Apprenticeships offer opportunities to learn while working and earning money.
For young people apprenticeships are an opportunity to enter the world of work and start a career. For existing staff already in the workplace apprenticeships offer upskilling and reskilling as well as progression and new job roles.
It would be good to see apprenticeships also as an opportunity to make workplaces truly diverse.
Lack of data hampers having a proper picture but there are some indications on what apprenticeship diversity and lack of it looks like. For instance, almost half of apprentices are women, but they don’t take up half of apprenticeships in the better paid, male-dominated industries.
Or take a look at Black and minority ethnic (BME) representation. According to DfE 12.5 per cent of 2018-2019 starts were BME apprentices which was slightly up from the previous academic year. However, 2017-2018 data shows that BME apprentice achievement rate was 9 per cent. This suggests that there’s a need for better support for BME apprentices in the workplace.
Roughly 11 per cent of apprentices have a learning disability and/or difficulty. Apprenticeships could be an opportunity to introduce more disabled people into employment but a TUC report recently found that the employment gap between disabled and non-disabled people is still around 30 per cent.
And let’s talk about lesbian, gay, bisexual and trans (LGBT+) apprentices too. Here we have no data at all, but we hear stories on how important it is especially for new entrants to be able to choose an employment where an LGBT+ apprentice can be out at work.
So, we do want more apprenticeship diversity.
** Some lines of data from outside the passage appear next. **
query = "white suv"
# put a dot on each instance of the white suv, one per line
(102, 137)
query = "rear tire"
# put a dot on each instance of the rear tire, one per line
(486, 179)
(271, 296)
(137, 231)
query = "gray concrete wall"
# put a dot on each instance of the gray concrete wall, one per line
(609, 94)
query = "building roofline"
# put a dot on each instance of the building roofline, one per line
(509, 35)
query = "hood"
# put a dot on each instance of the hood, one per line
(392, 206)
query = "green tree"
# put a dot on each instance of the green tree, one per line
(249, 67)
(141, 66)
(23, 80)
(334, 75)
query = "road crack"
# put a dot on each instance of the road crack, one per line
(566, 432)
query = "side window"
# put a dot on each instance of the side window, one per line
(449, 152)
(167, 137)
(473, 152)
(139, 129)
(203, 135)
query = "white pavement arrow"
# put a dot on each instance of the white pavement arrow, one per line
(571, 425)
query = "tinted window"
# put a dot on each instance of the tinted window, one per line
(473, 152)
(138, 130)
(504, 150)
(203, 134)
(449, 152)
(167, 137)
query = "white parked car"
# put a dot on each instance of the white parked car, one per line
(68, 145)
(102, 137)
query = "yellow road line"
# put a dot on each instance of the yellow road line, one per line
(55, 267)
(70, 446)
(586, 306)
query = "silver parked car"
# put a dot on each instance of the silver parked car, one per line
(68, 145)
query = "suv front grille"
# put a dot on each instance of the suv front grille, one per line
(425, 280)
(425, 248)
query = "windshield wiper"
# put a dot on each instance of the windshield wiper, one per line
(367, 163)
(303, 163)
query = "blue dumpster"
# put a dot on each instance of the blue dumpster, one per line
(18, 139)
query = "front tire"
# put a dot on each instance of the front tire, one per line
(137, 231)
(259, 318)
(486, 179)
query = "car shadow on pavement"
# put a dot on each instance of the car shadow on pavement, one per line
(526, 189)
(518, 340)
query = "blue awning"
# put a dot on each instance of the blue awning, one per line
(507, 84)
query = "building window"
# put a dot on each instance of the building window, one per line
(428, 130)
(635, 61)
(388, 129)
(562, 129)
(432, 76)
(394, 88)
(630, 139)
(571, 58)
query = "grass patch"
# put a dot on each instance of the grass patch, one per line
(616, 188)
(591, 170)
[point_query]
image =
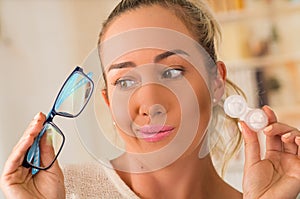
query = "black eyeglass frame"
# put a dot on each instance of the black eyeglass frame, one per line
(53, 113)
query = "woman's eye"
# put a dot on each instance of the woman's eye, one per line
(125, 83)
(173, 73)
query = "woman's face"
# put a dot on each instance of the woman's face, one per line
(155, 95)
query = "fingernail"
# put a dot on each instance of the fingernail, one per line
(268, 129)
(240, 126)
(287, 135)
(49, 140)
(37, 116)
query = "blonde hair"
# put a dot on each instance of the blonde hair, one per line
(196, 15)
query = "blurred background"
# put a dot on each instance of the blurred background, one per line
(41, 41)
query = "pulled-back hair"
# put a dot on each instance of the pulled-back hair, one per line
(201, 23)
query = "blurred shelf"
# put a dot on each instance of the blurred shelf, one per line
(272, 10)
(264, 61)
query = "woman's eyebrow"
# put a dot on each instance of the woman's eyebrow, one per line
(157, 58)
(167, 54)
(122, 65)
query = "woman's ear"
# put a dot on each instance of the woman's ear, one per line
(219, 82)
(105, 96)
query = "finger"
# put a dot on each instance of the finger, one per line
(289, 142)
(252, 147)
(272, 118)
(275, 133)
(16, 157)
(273, 143)
(297, 141)
(278, 129)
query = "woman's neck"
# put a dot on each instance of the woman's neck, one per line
(188, 177)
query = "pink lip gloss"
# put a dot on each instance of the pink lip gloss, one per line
(155, 133)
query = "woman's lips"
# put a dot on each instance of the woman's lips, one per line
(154, 133)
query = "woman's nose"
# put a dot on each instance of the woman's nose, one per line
(152, 111)
(151, 100)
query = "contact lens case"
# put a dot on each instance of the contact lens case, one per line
(235, 106)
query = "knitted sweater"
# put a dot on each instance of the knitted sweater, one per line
(90, 181)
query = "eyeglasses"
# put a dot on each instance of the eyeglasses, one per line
(70, 102)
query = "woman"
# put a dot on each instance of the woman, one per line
(145, 80)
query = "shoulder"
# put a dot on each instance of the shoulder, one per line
(93, 181)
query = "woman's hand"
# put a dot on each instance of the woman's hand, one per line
(18, 182)
(278, 174)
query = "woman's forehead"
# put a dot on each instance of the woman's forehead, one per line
(146, 16)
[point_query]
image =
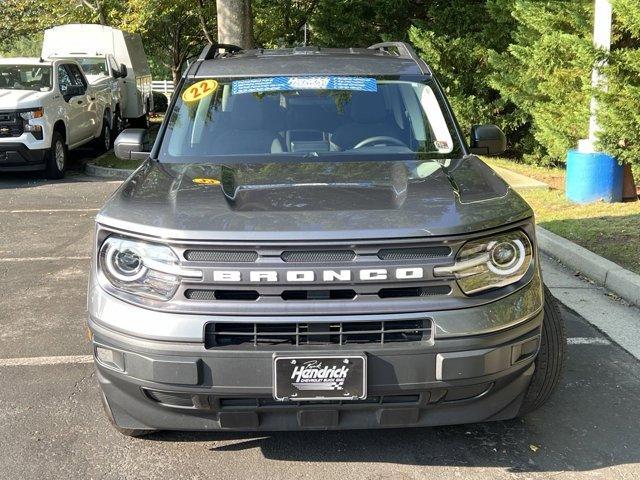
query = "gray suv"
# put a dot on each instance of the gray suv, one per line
(312, 244)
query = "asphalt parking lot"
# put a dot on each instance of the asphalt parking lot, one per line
(52, 424)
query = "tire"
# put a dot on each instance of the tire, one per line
(550, 360)
(129, 432)
(103, 142)
(57, 157)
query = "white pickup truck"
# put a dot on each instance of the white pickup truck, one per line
(110, 57)
(47, 107)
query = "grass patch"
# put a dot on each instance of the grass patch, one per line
(109, 160)
(611, 230)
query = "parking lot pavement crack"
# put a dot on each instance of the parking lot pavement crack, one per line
(77, 387)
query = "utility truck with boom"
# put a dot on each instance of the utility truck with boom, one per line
(109, 57)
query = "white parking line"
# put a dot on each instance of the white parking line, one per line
(40, 259)
(38, 361)
(588, 341)
(52, 210)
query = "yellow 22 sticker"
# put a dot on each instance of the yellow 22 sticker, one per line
(206, 181)
(199, 90)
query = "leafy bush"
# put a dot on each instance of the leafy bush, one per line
(619, 104)
(546, 73)
(457, 46)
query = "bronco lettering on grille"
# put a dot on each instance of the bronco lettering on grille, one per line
(324, 276)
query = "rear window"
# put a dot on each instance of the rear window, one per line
(308, 116)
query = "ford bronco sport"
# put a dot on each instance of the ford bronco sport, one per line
(312, 244)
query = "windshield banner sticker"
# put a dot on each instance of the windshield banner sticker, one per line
(277, 84)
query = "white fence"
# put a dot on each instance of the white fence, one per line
(163, 86)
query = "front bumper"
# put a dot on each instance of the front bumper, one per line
(15, 157)
(180, 386)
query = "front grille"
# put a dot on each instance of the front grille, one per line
(414, 253)
(170, 398)
(209, 295)
(231, 403)
(222, 256)
(318, 256)
(225, 334)
(414, 291)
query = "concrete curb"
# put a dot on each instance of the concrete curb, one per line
(106, 172)
(606, 273)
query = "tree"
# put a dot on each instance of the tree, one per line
(235, 22)
(279, 23)
(359, 23)
(457, 47)
(172, 31)
(98, 8)
(619, 104)
(546, 73)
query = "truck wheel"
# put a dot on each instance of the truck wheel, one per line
(103, 142)
(551, 357)
(129, 432)
(56, 160)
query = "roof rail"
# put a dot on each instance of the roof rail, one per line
(212, 50)
(404, 50)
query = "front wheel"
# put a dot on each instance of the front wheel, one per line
(56, 160)
(550, 360)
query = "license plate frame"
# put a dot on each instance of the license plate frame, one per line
(320, 384)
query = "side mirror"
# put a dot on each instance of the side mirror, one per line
(487, 140)
(73, 91)
(132, 144)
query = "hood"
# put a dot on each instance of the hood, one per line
(313, 201)
(17, 99)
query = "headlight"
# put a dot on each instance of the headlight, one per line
(145, 269)
(31, 114)
(36, 130)
(490, 262)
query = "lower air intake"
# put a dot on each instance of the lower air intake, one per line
(263, 334)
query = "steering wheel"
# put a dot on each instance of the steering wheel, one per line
(380, 139)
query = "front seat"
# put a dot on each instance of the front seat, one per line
(369, 117)
(245, 132)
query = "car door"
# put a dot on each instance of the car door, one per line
(77, 105)
(91, 114)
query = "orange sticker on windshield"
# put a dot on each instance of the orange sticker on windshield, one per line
(206, 181)
(199, 90)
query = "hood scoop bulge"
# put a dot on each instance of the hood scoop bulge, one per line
(315, 186)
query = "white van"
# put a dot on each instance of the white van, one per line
(105, 52)
(48, 107)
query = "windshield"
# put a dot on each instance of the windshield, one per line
(307, 116)
(25, 77)
(93, 66)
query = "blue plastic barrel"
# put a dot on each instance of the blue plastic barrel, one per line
(593, 177)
But how will it happen?
It happens when employers take a closer look at their recruitment practices and how apprentices are supported to ensure a safe and respectful workplace for all.
Unions definitely have a role to play too. There are a whole host of actions to tackle starting with:
- making sure apprenticeship diversity is in the bargaining agenda
- helping develop and review relevant workplace policies
- training reps to mentor apprentices
- ensuring all reps work together to identify on their patch how they can make apprenticeships more diverse
Unionlearn has produced a set of guides to help reps and negotiators to think what steps they need to take. The guides explore apprenticeships with a view on disability, race and women in under-represented industries:
- Accessible apprenticeships
- Supporting Black and minority ethnic apprentices
- Tackling apprenticeship gender inequality
Watch out for the latest addition to the series, LGBT+ inclusive apprenticeships. It will launch in February and help explore what actions you can take to improve inclusivity and diversity in your workplace this year.